Aboriginal cultures have managed to retain some sense of the sacredness of nature, which, of course, means to experience it as a spiritual reality and this is intimately connected to their remaining at the hunting/gathering and small farming stage of social organization. These cultures began to be marginalized thousands of years ago with the advent of the worldwide, agrarian revolution. Even so, in the pre industrial world, the relationship with nature retains a semblance of balance in the sense that agricultural society is tied to the rhythms of nature and its festivals of the seasons, where man sees the cycle of his own existence reflected back to him. For the vast majority of the World’s peoples this is no longer the prevailing reality and this is so, not only for our vast urban populations, but for the mechanized employees of corporate agribusiness and the Third World, peasant populations who aspire to urban lifestyles.

In Europe, the demonization of the pagan mysteries as witchcraft and Satanism, which was used to justify their systematic destruction, set Western humanity up for the materialism which was to follow in the seventeenth century. Had we managed to retain these pagan populations and the nature cultures that they carried we might have been in a position to force the Industrial revolution to get off to a more ecologically responsible start. At this late date these pagan earth loving cultures are beginning to reassert themselves. But the damage has already been done by a century of industrialization.

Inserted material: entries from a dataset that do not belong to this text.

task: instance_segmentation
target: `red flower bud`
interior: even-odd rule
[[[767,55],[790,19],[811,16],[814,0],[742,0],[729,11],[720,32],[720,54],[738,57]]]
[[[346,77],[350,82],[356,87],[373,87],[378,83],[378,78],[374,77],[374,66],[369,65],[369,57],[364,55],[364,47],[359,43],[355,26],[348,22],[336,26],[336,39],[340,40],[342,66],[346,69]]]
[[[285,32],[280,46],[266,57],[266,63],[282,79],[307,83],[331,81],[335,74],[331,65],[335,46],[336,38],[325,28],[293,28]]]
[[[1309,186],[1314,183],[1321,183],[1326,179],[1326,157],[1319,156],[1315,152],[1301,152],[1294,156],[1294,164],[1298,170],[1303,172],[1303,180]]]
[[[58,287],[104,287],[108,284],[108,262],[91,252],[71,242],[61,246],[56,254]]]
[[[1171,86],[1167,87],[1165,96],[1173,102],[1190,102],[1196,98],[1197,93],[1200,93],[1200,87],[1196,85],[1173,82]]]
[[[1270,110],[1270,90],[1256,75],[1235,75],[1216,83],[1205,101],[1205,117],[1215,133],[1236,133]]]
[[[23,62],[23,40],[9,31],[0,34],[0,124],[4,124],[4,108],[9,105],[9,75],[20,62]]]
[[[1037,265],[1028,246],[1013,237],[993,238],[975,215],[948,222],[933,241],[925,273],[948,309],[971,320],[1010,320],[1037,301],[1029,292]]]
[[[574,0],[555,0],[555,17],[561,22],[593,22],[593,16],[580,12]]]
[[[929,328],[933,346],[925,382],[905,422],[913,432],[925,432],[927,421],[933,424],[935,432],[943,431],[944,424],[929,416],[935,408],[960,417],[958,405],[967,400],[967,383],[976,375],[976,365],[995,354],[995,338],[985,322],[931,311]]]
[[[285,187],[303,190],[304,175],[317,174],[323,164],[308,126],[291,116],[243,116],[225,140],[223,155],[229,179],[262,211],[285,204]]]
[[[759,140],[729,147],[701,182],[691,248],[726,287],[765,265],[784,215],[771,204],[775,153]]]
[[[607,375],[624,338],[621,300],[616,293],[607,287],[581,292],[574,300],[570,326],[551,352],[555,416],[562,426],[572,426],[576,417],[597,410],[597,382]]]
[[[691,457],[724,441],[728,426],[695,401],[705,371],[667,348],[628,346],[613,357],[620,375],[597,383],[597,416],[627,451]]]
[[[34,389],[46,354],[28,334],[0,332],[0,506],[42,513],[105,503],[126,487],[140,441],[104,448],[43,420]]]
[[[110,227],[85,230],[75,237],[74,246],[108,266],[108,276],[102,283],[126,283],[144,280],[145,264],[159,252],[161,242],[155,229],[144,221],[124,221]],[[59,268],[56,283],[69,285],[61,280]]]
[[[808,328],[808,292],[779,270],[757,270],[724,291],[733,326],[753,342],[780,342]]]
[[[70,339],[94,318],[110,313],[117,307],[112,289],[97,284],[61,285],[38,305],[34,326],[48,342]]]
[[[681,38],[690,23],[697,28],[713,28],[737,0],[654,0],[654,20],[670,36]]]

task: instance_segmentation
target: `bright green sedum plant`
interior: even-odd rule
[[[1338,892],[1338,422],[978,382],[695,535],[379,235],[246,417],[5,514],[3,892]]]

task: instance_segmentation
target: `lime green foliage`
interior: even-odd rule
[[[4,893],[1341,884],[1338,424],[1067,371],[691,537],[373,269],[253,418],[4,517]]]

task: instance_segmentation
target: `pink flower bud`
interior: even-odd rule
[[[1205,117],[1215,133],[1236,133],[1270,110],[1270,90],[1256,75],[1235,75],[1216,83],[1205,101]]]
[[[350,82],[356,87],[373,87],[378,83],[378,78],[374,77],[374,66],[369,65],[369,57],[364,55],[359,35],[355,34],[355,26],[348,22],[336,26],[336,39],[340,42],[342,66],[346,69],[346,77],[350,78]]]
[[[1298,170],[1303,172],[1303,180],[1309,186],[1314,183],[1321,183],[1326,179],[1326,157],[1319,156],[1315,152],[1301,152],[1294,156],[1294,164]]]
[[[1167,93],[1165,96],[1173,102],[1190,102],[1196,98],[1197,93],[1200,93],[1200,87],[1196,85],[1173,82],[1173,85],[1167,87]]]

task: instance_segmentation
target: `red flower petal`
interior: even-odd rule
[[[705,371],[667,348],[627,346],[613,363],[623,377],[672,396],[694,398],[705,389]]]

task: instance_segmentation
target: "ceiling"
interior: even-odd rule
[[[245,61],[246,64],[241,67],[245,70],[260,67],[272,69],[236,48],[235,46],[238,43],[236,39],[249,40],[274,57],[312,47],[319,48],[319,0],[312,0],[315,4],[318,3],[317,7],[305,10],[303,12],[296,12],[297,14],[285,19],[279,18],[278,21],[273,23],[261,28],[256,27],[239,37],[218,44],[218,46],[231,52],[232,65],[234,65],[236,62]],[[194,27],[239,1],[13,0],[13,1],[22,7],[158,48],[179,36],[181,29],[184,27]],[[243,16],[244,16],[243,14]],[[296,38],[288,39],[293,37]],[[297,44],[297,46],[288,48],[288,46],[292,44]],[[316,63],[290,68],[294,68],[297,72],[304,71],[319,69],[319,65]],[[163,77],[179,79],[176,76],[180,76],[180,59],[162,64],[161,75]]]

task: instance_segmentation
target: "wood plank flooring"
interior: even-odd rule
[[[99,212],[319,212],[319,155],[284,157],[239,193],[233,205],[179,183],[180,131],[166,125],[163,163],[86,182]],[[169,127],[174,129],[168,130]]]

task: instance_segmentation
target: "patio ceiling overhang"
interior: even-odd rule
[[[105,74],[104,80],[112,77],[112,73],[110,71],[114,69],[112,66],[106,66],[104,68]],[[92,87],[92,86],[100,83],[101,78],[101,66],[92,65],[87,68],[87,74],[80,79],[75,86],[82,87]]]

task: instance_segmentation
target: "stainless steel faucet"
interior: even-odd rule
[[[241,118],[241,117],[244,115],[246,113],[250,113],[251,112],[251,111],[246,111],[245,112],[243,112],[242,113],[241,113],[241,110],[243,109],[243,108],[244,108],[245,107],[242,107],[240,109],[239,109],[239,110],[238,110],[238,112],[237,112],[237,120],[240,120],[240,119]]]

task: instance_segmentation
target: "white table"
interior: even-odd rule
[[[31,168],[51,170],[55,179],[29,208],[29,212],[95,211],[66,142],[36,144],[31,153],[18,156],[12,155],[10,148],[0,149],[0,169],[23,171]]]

For Third World populations today it is technology which is eliminating what is left of their mystery knowledge and culture. History, then, from this perspective, represents a long slow fracturing of humanity’s experience of nature as sacred, resulting in a process which culminates in our time as technology. When ecologists speak of the resacralization of nature, they are reaching an awfully long way back to a time and a sensibility, which is a hazy archaic memory, even in the minds of peoples still ostensibly tied to the land.